La décision de renforcer la présence suisse par étapes laisse un goût amer à l’UDC genevois Yves Nidegger: «L’amendement est trop vague et vide la motion de sa substance. Ce n’est pas d’une chaise dans une sous-location dont nous avons besoin en Érythrée, mais de l’œil d’un référent permanent pour analyser la situation au jour le jour.» D’autres, bien sûr, ne sont pas de son avis. «Je doute qu’une ambassade puisse changer la réalité de la migration érythréenne en Europe et en Suisse», tempère par exemple Denis de la Reussille, conseiller national POP, affilié au groupe des Verts.
Si l’Érythrée intéresse autant la droite nationaliste, c’est en raison de l’arrivée en Suisse chaque année d’un grand nombre de ressortissant venus de ce pays. Ils ont été 3375 à demander l’asile en 2017, ce qui représente près d’un cinquième des requêtes comptabilisées par le Secrétariat d’État aux migrations (SEM). Leur nombre est cependant en baisse par rapport aux années précédentes. L’une des raisons pourrait être l’évolution des pratiques du SEM concernant ce pays. Depuis 2016, ce dernier ne considère plus la sortie illégale de l’Érythrée comme un critère suffisant pour la reconnaissance de la qualité de réfugié. Le Tribunal administratif fédéral a confirmé cette doctrine dans un jugement du 30 janvier 2017.

Ce pays de la corne de l’Afrique, stratégiquement situé au bord de la mer Rouge, reste l’une des dernières dictatures communistes de la planète. Aucune élection nationale n’y a été organisée depuis la prise de pouvoir d’Isaias Afeworki en 1993. Point sensible: un service national obligatoire à durée indéterminée, comprenant aussi un volet militaire, est en place depuis 1994. De nombreuses violations des droits humains ont été répertoriées dans le cadre de ce programme. «La plupart des motifs d’émigration sont donc étroitement liés au service national», souligne d’ailleurs le SEM.

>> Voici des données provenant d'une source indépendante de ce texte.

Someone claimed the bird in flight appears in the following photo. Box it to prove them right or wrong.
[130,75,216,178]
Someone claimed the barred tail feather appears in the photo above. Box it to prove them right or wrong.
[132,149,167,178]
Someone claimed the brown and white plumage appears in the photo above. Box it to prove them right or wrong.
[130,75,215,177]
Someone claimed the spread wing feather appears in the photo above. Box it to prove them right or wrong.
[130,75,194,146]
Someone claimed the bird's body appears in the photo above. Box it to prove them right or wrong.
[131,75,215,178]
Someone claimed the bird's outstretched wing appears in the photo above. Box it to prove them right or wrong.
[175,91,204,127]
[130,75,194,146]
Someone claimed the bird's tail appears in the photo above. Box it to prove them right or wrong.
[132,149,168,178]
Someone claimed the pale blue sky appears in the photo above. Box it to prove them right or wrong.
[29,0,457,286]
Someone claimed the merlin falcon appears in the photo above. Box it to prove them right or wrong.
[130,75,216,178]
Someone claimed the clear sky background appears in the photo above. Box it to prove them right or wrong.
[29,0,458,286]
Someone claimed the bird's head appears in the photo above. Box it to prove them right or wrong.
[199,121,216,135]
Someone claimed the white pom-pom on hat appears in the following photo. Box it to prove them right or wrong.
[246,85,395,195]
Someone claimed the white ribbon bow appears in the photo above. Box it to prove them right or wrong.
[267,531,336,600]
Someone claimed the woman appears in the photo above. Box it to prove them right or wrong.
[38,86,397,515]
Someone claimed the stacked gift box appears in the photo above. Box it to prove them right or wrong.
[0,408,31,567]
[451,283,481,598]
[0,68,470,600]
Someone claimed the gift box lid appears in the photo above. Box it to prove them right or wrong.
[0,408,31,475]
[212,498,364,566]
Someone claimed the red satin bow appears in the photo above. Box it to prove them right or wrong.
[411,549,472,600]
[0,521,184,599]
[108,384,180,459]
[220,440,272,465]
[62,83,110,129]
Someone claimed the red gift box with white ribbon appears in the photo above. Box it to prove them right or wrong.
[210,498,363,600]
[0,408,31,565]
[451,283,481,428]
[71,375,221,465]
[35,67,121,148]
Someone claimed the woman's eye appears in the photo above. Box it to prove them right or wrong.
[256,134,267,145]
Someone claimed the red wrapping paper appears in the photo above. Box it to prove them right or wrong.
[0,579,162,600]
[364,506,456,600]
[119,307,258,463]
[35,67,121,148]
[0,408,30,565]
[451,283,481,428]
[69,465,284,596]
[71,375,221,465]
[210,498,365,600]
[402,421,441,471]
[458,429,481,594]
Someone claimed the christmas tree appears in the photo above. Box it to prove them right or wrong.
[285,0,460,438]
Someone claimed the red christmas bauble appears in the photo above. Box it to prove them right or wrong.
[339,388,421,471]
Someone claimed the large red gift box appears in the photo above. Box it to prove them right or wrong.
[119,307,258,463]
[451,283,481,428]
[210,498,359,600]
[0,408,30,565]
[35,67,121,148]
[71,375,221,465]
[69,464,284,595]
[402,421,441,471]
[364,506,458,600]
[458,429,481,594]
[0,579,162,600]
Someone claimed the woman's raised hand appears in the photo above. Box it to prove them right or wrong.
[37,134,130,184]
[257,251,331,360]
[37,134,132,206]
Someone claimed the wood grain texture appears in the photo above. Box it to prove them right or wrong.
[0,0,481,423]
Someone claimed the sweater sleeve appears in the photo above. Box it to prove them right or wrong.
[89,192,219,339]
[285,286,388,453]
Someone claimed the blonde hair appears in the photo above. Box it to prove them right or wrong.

En parallèle du volet diplomatique, la Confédération a également réactivé des activités humanitaires en Érythrée. Depuis 2017, la Direction du développement et de la coopération (DDC) soutient deux projets visant à créer des emplois et à former des jeunes sur place. La DDC collabore dans ce cadre avec le Comité suisse de soutien à l’Érythrée, une organisation présidée par le consul honoraire en Suisse, Toni Locher. Un homme réputé proche du président Afeworki. La Confédération s’est engagée à lui verser 1,3 million de francs sur trois ans pour financer une école professionnelle à Massaoua, une ville portuaire située sur la côte africaine de la mer Rouge.